The Everal farm, named Rosedale after J.W. Everal's rose garden, is an excellent example of nineteenth century farm architecture. Industrialist John Everal, after having discovered a large clay deposit about one-half mile from the Village of Westerville, established the J.W. Everal Tile Company in 1872. The plant was located a short distance east of the present farm on the bank of Alum Creek. The brick and tile for the farmhouse, carriage house and other outbuildings at Rosedale were fired in the Everal kiln, as were those for many Westerville area structures of the period. The plant operated nine months per year and employed thirty people, making it the largest industry in Westerville. Peak output of the plant reached 25,000 bricks per day.
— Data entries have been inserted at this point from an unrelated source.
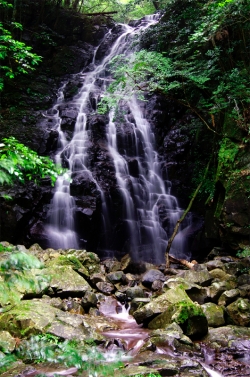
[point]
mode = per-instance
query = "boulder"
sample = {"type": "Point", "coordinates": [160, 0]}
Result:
{"type": "Point", "coordinates": [218, 287]}
{"type": "Point", "coordinates": [239, 312]}
{"type": "Point", "coordinates": [214, 314]}
{"type": "Point", "coordinates": [219, 274]}
{"type": "Point", "coordinates": [201, 277]}
{"type": "Point", "coordinates": [134, 292]}
{"type": "Point", "coordinates": [137, 303]}
{"type": "Point", "coordinates": [65, 281]}
{"type": "Point", "coordinates": [89, 300]}
{"type": "Point", "coordinates": [243, 279]}
{"type": "Point", "coordinates": [7, 342]}
{"type": "Point", "coordinates": [28, 317]}
{"type": "Point", "coordinates": [194, 291]}
{"type": "Point", "coordinates": [174, 306]}
{"type": "Point", "coordinates": [171, 337]}
{"type": "Point", "coordinates": [104, 287]}
{"type": "Point", "coordinates": [215, 263]}
{"type": "Point", "coordinates": [223, 336]}
{"type": "Point", "coordinates": [228, 297]}
{"type": "Point", "coordinates": [150, 276]}
{"type": "Point", "coordinates": [69, 260]}
{"type": "Point", "coordinates": [116, 277]}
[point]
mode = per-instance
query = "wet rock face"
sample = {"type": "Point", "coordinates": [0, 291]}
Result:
{"type": "Point", "coordinates": [24, 219]}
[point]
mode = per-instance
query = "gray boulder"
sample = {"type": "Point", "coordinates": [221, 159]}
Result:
{"type": "Point", "coordinates": [214, 314]}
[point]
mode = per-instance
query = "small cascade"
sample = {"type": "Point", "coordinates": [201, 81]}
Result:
{"type": "Point", "coordinates": [148, 211]}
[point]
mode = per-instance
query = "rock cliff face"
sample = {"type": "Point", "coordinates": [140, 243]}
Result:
{"type": "Point", "coordinates": [66, 41]}
{"type": "Point", "coordinates": [68, 49]}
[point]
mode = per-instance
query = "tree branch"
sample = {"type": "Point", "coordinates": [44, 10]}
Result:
{"type": "Point", "coordinates": [176, 228]}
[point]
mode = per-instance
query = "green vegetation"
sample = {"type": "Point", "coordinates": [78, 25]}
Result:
{"type": "Point", "coordinates": [13, 268]}
{"type": "Point", "coordinates": [244, 253]}
{"type": "Point", "coordinates": [15, 56]}
{"type": "Point", "coordinates": [18, 162]}
{"type": "Point", "coordinates": [197, 56]}
{"type": "Point", "coordinates": [187, 309]}
{"type": "Point", "coordinates": [49, 348]}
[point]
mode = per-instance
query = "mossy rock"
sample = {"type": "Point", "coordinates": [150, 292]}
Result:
{"type": "Point", "coordinates": [214, 314]}
{"type": "Point", "coordinates": [7, 342]}
{"type": "Point", "coordinates": [70, 261]}
{"type": "Point", "coordinates": [189, 316]}
{"type": "Point", "coordinates": [64, 280]}
{"type": "Point", "coordinates": [28, 317]}
{"type": "Point", "coordinates": [160, 304]}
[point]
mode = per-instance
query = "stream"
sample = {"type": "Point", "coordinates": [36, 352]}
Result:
{"type": "Point", "coordinates": [147, 211]}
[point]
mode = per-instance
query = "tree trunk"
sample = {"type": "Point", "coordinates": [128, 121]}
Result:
{"type": "Point", "coordinates": [178, 223]}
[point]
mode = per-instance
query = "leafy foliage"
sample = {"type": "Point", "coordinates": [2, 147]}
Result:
{"type": "Point", "coordinates": [47, 348]}
{"type": "Point", "coordinates": [13, 268]}
{"type": "Point", "coordinates": [18, 162]}
{"type": "Point", "coordinates": [15, 56]}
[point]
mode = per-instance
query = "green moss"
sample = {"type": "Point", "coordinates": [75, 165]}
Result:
{"type": "Point", "coordinates": [185, 310]}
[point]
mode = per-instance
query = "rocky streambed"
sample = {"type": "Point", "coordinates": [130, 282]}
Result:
{"type": "Point", "coordinates": [175, 322]}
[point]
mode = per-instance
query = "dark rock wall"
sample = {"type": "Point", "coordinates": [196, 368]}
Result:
{"type": "Point", "coordinates": [66, 41]}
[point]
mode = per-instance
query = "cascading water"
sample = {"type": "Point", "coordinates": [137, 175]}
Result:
{"type": "Point", "coordinates": [149, 212]}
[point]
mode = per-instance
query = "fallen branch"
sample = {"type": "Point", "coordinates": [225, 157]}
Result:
{"type": "Point", "coordinates": [184, 262]}
{"type": "Point", "coordinates": [178, 223]}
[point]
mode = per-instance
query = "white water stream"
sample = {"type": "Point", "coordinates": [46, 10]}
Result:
{"type": "Point", "coordinates": [149, 210]}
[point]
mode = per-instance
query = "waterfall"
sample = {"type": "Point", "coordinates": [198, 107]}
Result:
{"type": "Point", "coordinates": [148, 211]}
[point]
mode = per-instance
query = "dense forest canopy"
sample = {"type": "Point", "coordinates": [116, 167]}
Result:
{"type": "Point", "coordinates": [197, 56]}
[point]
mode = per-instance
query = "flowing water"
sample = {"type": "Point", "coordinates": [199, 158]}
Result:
{"type": "Point", "coordinates": [149, 211]}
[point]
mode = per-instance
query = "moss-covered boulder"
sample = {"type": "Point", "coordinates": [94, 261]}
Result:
{"type": "Point", "coordinates": [174, 306]}
{"type": "Point", "coordinates": [28, 317]}
{"type": "Point", "coordinates": [70, 261]}
{"type": "Point", "coordinates": [65, 281]}
{"type": "Point", "coordinates": [239, 312]}
{"type": "Point", "coordinates": [228, 297]}
{"type": "Point", "coordinates": [201, 277]}
{"type": "Point", "coordinates": [224, 336]}
{"type": "Point", "coordinates": [171, 337]}
{"type": "Point", "coordinates": [214, 314]}
{"type": "Point", "coordinates": [194, 291]}
{"type": "Point", "coordinates": [7, 342]}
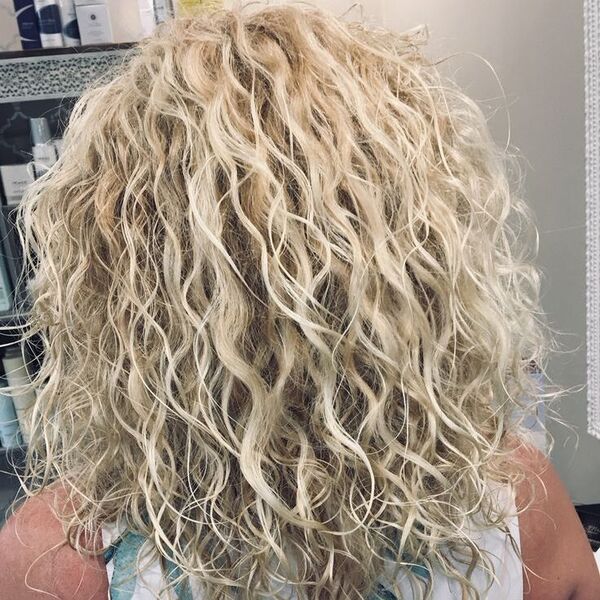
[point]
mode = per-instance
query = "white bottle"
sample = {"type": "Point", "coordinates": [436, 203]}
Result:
{"type": "Point", "coordinates": [17, 376]}
{"type": "Point", "coordinates": [43, 150]}
{"type": "Point", "coordinates": [68, 18]}
{"type": "Point", "coordinates": [93, 19]}
{"type": "Point", "coordinates": [10, 434]}
{"type": "Point", "coordinates": [50, 26]}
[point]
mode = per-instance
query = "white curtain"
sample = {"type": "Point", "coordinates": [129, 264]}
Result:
{"type": "Point", "coordinates": [592, 170]}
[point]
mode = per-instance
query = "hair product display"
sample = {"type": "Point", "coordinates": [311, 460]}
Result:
{"type": "Point", "coordinates": [70, 28]}
{"type": "Point", "coordinates": [27, 22]}
{"type": "Point", "coordinates": [48, 13]}
{"type": "Point", "coordinates": [17, 376]}
{"type": "Point", "coordinates": [93, 19]}
{"type": "Point", "coordinates": [15, 180]}
{"type": "Point", "coordinates": [43, 149]}
{"type": "Point", "coordinates": [10, 434]}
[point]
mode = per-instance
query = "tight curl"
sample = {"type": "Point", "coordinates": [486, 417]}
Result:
{"type": "Point", "coordinates": [288, 305]}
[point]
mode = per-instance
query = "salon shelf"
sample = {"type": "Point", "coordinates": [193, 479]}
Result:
{"type": "Point", "coordinates": [62, 51]}
{"type": "Point", "coordinates": [57, 73]}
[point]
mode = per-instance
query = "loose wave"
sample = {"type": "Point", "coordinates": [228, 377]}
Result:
{"type": "Point", "coordinates": [288, 305]}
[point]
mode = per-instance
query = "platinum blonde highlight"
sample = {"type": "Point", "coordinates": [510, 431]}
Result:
{"type": "Point", "coordinates": [288, 304]}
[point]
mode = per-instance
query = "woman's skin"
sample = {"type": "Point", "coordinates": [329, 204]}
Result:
{"type": "Point", "coordinates": [553, 544]}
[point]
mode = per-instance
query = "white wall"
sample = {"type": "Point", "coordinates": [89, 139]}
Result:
{"type": "Point", "coordinates": [536, 48]}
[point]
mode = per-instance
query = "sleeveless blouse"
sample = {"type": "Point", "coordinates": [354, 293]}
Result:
{"type": "Point", "coordinates": [125, 583]}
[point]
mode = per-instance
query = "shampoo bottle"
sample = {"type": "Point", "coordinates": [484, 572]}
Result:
{"type": "Point", "coordinates": [10, 434]}
{"type": "Point", "coordinates": [43, 150]}
{"type": "Point", "coordinates": [17, 376]}
{"type": "Point", "coordinates": [50, 26]}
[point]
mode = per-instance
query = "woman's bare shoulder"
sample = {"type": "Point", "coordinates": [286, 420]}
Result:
{"type": "Point", "coordinates": [37, 560]}
{"type": "Point", "coordinates": [559, 563]}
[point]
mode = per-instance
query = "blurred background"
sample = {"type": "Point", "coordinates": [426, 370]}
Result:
{"type": "Point", "coordinates": [523, 62]}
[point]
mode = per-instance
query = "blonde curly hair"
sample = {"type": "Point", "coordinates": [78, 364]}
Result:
{"type": "Point", "coordinates": [288, 305]}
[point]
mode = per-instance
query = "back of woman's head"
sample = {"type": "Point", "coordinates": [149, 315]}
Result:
{"type": "Point", "coordinates": [284, 307]}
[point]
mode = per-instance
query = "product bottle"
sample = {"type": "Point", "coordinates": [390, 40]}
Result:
{"type": "Point", "coordinates": [10, 434]}
{"type": "Point", "coordinates": [28, 24]}
{"type": "Point", "coordinates": [93, 19]}
{"type": "Point", "coordinates": [163, 10]}
{"type": "Point", "coordinates": [49, 23]}
{"type": "Point", "coordinates": [17, 376]}
{"type": "Point", "coordinates": [43, 150]}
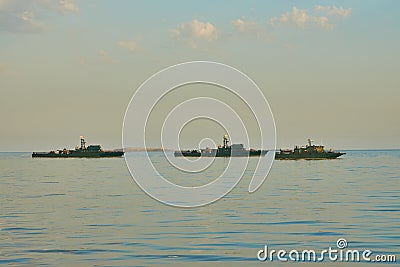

After 1912, with the clay supply depleted, the plant closed but the farm continued to operate. Through time, the farm passed into the hands of several different owners and in 1973, the City of Westerville took an interest in the property. That year, the Historical Society applied for national historic site designation and received that recognition in 1975. In 1978, John Antrim donated his portion of interest to the City of Westerville to be used as a park. The remaining interest was purchased from Fred Miller through a federal grant administered through the Ohio Department of Natural Resources (ODNR).

The Parks and Recreation Department received a historic preservation matching grant in 1981, and in 1998, the Department received a NatureWorks Grant through ODNR. After the citizen-driven PROS 2000 income tax increase was passed in 1998, the real work began in transforming the Everal Barn and Homestead into what we see it as today, a truly unique setting where heritage and hospitality meet.